Changes to housing bill worrisome, frustrating
As we have regularly editorialized for years, our region — and the U.S. as a whole — needs more housing. A bottle neck in the construction of additional housing is leading housing expenses higher and higher, straining working families’ budgets.
An article by Christian Britschgi for Reason.com details how the latest changes to an effort for broad federal reforms for the housing market are concerning — both as a matter of principle and for the most likely practical effects.
The intent of the changes is to limit corporate ownership of rental housing, which Britschgi describes as “an effective ban on build-to-rent housing, which could reduce single-family home construction by as much as 10 percent each year.”
But blocking or limiting corporate ownership of rental housing will not incentivize or motivate other developers to build more housing, no matter how convenient a scapegoat “corporations” might be — leaving the potential homeowners to bring ever-greater demand to a market in which supply is being severely out-paced.
“If the goal of the legislation is to increase home production,” Britschgi writes, “its current form would do the opposite.”
Beyond the practical impact of higher costs of housing eating greater and greater percentages of household’s budget — or trigger an inflationary spiral as wages and salaries try to keep pace — there is the matter of principle to consider.
Our country prides itself, we tell each subsequent generation, for its respect for individual rights and free enterprise.

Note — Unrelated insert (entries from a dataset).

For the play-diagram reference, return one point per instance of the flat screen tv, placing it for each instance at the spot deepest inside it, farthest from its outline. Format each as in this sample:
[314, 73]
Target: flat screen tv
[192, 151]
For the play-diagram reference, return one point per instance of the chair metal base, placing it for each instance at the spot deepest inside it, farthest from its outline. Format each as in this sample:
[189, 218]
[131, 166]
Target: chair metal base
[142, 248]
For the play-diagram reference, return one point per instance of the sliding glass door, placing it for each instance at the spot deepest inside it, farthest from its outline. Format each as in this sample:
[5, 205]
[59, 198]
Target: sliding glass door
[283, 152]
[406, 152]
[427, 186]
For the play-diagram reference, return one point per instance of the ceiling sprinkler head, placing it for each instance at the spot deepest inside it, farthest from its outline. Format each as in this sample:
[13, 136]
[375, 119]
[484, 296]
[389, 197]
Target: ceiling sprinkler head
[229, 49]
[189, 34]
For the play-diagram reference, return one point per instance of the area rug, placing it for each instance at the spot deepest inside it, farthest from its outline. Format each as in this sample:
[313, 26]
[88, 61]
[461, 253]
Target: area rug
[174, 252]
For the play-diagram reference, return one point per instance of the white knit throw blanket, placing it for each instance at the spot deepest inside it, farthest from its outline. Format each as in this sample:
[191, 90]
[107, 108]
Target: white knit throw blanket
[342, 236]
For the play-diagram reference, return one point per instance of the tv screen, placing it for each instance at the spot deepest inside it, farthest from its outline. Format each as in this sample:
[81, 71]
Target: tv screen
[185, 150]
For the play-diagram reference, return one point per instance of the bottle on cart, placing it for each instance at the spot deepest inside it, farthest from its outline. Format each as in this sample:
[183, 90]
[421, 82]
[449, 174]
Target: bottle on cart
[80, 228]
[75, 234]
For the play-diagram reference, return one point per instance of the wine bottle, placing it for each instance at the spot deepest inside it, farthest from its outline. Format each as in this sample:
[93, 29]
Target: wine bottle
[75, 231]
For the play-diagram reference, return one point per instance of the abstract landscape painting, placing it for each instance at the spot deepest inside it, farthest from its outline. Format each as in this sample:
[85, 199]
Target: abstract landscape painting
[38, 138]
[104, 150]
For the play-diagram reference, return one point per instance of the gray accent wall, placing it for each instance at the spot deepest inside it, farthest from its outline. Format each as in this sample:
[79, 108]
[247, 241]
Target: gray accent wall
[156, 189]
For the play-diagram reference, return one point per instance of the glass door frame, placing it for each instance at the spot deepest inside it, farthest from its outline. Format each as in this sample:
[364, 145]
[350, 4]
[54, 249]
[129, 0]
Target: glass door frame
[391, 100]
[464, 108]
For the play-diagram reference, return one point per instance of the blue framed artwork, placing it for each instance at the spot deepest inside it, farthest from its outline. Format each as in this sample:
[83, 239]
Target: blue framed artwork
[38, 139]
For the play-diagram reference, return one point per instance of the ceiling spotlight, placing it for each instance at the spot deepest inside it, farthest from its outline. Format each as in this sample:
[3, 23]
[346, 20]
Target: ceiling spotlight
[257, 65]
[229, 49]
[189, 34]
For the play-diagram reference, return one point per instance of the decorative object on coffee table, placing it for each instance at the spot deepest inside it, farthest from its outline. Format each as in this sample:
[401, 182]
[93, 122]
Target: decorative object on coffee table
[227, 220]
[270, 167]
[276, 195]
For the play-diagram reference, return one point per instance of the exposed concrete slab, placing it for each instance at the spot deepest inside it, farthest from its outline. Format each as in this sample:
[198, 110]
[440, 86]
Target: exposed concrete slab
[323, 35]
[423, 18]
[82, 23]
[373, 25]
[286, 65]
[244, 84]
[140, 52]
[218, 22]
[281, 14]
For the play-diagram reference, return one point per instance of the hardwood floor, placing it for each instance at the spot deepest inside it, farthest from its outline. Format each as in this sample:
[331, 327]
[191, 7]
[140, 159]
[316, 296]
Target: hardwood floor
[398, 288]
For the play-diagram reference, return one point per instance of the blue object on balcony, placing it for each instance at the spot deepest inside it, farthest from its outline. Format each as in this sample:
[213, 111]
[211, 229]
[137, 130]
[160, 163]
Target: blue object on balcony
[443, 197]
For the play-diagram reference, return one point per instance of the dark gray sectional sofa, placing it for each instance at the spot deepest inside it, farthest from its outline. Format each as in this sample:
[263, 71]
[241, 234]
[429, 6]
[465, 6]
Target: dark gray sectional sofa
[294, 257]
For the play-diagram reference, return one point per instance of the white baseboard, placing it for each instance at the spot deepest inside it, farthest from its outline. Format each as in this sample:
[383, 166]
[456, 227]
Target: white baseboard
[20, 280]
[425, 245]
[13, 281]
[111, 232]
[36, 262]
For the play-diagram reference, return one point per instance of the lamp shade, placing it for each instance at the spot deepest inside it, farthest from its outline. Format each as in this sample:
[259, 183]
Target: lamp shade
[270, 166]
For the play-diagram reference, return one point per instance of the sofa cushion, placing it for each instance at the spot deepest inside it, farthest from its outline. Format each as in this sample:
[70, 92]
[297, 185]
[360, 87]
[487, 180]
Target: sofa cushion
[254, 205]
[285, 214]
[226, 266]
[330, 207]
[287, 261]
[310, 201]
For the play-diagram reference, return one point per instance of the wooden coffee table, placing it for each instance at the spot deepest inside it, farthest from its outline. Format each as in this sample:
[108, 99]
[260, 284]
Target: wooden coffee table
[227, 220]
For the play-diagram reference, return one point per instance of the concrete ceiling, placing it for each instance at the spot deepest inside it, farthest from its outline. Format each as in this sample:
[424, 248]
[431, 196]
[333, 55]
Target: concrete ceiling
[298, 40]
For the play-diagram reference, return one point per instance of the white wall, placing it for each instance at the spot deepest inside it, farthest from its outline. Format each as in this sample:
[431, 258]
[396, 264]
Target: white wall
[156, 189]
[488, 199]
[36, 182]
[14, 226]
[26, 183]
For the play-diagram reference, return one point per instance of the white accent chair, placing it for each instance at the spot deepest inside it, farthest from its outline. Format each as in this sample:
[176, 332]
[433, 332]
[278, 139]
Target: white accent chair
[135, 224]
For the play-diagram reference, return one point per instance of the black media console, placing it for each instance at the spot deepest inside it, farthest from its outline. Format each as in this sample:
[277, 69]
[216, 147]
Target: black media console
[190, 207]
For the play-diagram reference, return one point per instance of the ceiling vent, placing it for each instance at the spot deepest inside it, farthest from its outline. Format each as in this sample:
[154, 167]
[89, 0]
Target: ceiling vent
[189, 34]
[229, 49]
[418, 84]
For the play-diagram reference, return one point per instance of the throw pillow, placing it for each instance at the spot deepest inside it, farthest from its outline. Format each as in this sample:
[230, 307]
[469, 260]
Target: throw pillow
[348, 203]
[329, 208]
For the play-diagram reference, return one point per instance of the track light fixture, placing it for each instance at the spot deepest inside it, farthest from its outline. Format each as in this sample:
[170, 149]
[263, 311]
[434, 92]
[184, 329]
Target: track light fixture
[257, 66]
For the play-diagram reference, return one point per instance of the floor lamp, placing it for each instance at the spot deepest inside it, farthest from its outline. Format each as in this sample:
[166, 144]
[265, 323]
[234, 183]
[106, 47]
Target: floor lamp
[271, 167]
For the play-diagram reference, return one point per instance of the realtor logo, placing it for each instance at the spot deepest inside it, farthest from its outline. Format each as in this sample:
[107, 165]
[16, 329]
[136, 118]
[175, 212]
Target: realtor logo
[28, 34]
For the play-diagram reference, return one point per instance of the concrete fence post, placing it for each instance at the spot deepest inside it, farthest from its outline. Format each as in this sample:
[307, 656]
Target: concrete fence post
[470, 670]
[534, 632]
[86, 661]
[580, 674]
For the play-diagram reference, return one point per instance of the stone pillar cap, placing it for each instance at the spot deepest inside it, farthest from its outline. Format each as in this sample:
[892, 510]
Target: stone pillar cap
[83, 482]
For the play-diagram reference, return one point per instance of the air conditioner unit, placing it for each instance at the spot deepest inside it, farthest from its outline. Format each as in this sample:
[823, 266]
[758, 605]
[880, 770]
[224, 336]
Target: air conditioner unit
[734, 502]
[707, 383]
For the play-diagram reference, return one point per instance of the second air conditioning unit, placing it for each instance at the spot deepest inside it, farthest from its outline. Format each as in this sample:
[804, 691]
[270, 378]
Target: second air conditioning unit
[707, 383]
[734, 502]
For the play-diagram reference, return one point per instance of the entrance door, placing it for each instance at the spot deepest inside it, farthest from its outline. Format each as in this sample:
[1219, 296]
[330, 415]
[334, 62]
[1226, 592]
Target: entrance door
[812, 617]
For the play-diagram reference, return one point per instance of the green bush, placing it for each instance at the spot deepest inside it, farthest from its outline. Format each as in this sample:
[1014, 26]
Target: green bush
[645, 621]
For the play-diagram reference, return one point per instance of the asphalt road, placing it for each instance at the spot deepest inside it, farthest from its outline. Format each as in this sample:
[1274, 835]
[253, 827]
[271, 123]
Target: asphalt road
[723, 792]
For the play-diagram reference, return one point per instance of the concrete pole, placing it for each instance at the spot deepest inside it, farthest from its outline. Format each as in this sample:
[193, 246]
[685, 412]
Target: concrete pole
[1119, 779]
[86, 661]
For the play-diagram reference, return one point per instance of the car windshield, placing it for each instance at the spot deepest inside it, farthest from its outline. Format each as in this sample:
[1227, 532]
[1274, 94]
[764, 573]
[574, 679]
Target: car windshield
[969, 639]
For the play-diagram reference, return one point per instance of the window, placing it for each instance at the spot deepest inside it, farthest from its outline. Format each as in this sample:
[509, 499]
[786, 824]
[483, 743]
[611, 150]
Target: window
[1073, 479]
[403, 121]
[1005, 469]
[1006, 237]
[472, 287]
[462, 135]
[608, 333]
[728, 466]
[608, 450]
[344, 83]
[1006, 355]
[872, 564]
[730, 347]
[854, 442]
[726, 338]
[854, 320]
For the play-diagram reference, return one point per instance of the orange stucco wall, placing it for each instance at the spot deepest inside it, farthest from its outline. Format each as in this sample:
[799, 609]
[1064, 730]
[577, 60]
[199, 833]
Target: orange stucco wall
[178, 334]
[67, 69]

And, when truly practiced, that respect for individual rights and free enterprise has led to the vibrant health of many communities and neighborhoods.
Limitations on liberty and free enterprise should be as tightly focused in scope as possible and allow for as much individual, decentralized innovation as possible.
An arbitrary cap on how landlords can structure their relationship to tenants, for no other purpose than to vilify a corporate model that has created millions of jobs in many industries and allowed pricing that made America’s quality of life the envy of the world, is not tightly focused in scope.
It instead is a mockery of property rights and the ability of free people to structure their own lives without paternalistic, condescending government nannying the housing market.